Langlumé, petit homme réjoui, à face blanche de farine, habillé de drap gris blanc, monta les marches, et aussitôt les paysans prirent leurs mines sérieuses.

— Dam ! mes enfants, oui et non, les nécessiteux glaneront ; mais les mesures qu’on prendra vous seront bien profitables…

— Et comment ? dit Godain.

— Mais si l’on empêche tous les malheureux de fondre ici répondit le meunier en clignant les yeux à la façon normande vous ne serez pas empêchés vous autres d’aller ailleurs, à moins que tous les maires ne fassent comme celui de Blangy.

— Ainsi, c’est vrai ?… dit Tonsard d’un air menaçant.

— Moi, dit Bonnébault en mettant son bonnet de police sur l’oreille et faisant siffler sa baguette de coudrier, je retourne à Couches y prévenir les amis…

Et le Lovelace de la vallée s’en alla, tout en sifflant l’air de cette chanson soldatesque :

Toi qui connais les hussards de la garde,

Connais-tu pas l’trombone du régiment ?

— Dis-donc, Marie, il prend un drôle de chemin pour aller à Couches, ton bon ami ? cria la vieille Tonsard à sa petite-fille.
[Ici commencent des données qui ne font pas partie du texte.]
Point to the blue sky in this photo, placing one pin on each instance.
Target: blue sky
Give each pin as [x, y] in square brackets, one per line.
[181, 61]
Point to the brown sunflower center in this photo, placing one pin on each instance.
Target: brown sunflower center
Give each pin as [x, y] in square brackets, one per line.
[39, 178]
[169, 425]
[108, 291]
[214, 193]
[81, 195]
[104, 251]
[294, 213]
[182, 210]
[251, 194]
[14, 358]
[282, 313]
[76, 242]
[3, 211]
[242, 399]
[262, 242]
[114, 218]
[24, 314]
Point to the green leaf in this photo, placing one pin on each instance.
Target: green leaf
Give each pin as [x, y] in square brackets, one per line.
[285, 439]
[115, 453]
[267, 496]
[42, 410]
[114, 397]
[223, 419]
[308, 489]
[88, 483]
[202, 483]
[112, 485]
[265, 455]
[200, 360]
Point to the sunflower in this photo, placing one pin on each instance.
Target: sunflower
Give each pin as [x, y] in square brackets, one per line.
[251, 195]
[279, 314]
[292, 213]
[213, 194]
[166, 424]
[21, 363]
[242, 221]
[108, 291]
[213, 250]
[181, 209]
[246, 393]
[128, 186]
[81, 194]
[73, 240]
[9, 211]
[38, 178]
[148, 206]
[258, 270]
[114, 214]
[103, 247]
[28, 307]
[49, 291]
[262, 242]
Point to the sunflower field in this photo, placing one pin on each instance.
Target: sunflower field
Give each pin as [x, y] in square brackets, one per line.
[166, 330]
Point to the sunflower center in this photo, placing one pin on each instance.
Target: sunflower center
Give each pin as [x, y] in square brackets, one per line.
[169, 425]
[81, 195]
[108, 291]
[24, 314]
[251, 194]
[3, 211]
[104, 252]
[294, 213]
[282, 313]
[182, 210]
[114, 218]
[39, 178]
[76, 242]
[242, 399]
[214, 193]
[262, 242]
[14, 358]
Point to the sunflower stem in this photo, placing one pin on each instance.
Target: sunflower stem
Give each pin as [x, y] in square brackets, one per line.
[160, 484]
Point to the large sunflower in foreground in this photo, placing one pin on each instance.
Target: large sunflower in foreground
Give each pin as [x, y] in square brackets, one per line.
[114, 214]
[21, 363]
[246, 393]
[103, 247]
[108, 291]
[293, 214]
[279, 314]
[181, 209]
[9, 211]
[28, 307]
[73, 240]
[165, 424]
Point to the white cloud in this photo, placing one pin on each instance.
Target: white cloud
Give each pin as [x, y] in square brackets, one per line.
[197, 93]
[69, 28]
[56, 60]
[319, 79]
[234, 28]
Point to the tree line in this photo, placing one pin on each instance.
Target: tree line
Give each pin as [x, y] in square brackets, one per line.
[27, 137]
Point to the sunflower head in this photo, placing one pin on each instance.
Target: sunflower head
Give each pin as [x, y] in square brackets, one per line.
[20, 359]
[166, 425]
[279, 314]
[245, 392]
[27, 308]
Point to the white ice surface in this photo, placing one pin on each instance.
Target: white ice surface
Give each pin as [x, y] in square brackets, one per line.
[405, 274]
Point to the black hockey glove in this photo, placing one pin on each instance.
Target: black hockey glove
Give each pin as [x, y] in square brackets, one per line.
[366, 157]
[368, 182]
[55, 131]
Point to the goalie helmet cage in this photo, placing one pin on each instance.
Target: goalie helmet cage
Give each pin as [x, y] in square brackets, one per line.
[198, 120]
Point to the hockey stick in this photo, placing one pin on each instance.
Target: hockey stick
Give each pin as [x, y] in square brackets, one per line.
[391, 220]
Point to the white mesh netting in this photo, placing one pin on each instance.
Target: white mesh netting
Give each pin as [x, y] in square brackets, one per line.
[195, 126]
— Il va voir Aglaé ! dit Marie qui bondit à la porte, il faut que je la rosse une bonne fois, cette cane-là.

— Tiens, Vaudoyer, dit Tonsard à l’ancien garde-champêtre, va voir le père Rigou, nous saurons quoi faire, il est notre oracle, et ça ne coûte rien, sa salive.

— Encore une bêtise, s’écria tout bas Jean-Louis, il vend tout, Annette me l’a bien dit, il est plus dangereux qu’une colère à écouter.

— Je vous conseille d’être sages, reprit Langlumé, car le général est parti pour la Préfecture à cause de vos méfaits, et Sibilet me disait qu’il avait juré son honneur d’aller jusqu’à Paris parler au Chancelier de France, au roi, à toute la boutique, s’il le fallait, pour avoir raison de ses paysans.

— Ses paysans !… cria-t-on.

— Ah ! çà, nous ne nous appartenons donc plus ?

Sur cette question de Tonsard, Vaudoyer sortit pour aller chez l’ancien maire.

Langlumé, déjà sorti, se retourna sur les marches et répondit :

— Tas de fainéants ! avez-vous des rentes pour vouloir être vos maîtres ?…

Quoique dit en riant, ce mot profond fut compris à peu près de la même manière que les chevaux comprennent un coup de fouet.

— Ran, tan, plan ! vos maîtres… Dis donc, mon fistard, après ton coup de ce matin, ce n’est pas ma clarinette qu’on te mettra entre les cinq doigts et le pouce, dit Fourchon à Nicolas.

— Ne l’asticote pas, il est capable de te faire rendre ton vin en te frottant le ventre, répliqua brutalement Catherine à son grand-père.